21. In view of the above conclusion that there was no decision taken under Section 10 of the CLRA Act with reference to Cargo Complex of IAAI at Chennai, I should hold that as per direction No.(ii), the contract labours should be continued. Even now it is not too late for the Central Government to comply with direction No.(i) and to take a decision in terms of S.10 of the CLRA Act. For any reason, if the Central Government takes a decision prohibiting the contract labour in the Cargo Complex at AAI in Chennai, then, as per the direction No.(iii), such contract labour will be entitled for absorption in the IAAI. In such view of the matter, the impugned order disengaging the contract labour is not valid and the same is liable to be set aside. I also hold that the impugned order runs contrary to the directions issued by this Court in W.P.No.6126 of 1995 which came to be confirmed by the Hon'ble Supreme Court in C.A.No.2244 of 2002.

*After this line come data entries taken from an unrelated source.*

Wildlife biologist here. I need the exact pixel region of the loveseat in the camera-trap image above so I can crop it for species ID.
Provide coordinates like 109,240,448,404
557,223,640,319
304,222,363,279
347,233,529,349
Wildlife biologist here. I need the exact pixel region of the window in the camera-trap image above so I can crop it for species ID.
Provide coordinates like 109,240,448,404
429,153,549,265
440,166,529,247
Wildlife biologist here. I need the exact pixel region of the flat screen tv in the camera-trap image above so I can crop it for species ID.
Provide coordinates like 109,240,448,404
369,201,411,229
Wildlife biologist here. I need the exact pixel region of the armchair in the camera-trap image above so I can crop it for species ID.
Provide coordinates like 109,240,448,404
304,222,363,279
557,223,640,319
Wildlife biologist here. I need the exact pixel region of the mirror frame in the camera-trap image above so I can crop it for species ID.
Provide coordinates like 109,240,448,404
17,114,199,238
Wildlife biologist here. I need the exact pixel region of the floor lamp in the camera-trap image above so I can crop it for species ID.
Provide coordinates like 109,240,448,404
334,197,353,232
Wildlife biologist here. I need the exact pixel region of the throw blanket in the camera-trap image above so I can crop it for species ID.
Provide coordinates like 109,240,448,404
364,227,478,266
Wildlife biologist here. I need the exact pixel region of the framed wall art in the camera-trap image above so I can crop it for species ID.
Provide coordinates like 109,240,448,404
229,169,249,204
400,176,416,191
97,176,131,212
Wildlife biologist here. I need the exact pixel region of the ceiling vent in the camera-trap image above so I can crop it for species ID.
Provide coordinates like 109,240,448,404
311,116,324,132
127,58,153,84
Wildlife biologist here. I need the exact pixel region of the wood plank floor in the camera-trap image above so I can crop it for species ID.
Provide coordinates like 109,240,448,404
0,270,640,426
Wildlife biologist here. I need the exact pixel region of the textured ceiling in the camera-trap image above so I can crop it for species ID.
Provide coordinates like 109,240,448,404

22. As I have already pointed out, this Court by order dated 15.06.2009 in M.P.No.2 of 2009 in W.P.No.10383 of 2009 granted interim stay of the impugned order. That order was challenged before the Division Bench and the Division Bench dismissed the writ appeal. As against the same , an appeal was filed before the Hon'ble Supreme Court by way of Special Leave Petition in SLP (C) No.20562 of 2009. Because interim order of stay was granted by the Hon'ble Supreme Court in the said SLP, the order of this court in M.P.No.2 of 2009 was not immediately complied with. After the dismissal of the SLP, after few exchange of communications between the petitioner and the respondent, by letter dated 27.02.2013, the respondent requested the petitioner to instruct the contract labours to be present on various dates in the month of March 2013 for the purpose of providing employment. Accordingly, in the month of April and May 2013, a total number of 44 contract labours appeared and they were engaged. Thus from the month of April, 2013 38 contract labours have been engaged and from the month of May 2013, 6 contract labours have been engaged. This shows that though originally the Industrial Dispute before the Tribunal was in respect 77 contract labours, as of now, there are only 44 contract labours either available or willing to work. Therefore, in my considered opinion, since the impugned order is set aside, the respondent shall continue to employ these 44 contract labours until a decision is taken by the Central Government under Section 10 of the CLRA Act with reference to Cargo Complex of IAAI at Chennai. This account of 44 is given by nonelse than the petitioner in paragraph 15 of the affidavit filed in support of Sub. Appln.No.709 of 2013 in Cont.P.No.2757 of 2013.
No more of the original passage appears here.